Would you trust the government with your cell phone number? The residents of Ravali County in the United States certainly do not. Authorities in the area have found that out the hard way after attempting to persuade citizens to give their cell phone numbers to government officials. This is in order to be able to receive notifications of emergencies in a form of ‘reverse 911’ scheme, only to find the great majority of people do not trust them enough to give them their phone number.
“Only about two hundred and fifty out of forty thousand residents have signed up,” says Dispatch Director Joanna Hamilton. With more and more people turning to cell phones rather than landlines, officials says that having cell phone numbers on record in order to send notifications of emergencies is essential, a point proven by the Tin Cup fire in 2007. “We had a couple of bad years trying to notify people of forest fires,” Hamilton points out. “With the ‘reverse 911’ capability, we can alert people to fires, floods or other disasters, but only if we can reach them.”
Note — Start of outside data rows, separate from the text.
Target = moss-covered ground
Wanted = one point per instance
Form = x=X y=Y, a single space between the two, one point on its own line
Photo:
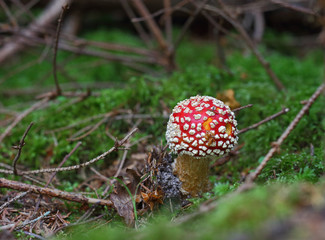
x=290 y=183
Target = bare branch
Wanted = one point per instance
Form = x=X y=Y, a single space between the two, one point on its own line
x=4 y=183
x=251 y=177
x=75 y=167
x=284 y=110
x=294 y=7
x=49 y=14
x=56 y=43
x=35 y=106
x=228 y=16
x=20 y=148
x=240 y=108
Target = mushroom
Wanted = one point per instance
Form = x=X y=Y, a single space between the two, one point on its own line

Noble as their intentions may be, however, residents do not appear to be buying it. Distrust of government and fears that handing over their cell phone number will result in an endless stream of marketing calls is seeing most in the area refuse to sign up, despite assurances that those fears are unfounded. “I know a lot of people are scared, with emails being hacked and identity theft,” says program coordinator Charlene Stevens, “but what I’d tell them is this is a basic thing that could save your life or property.”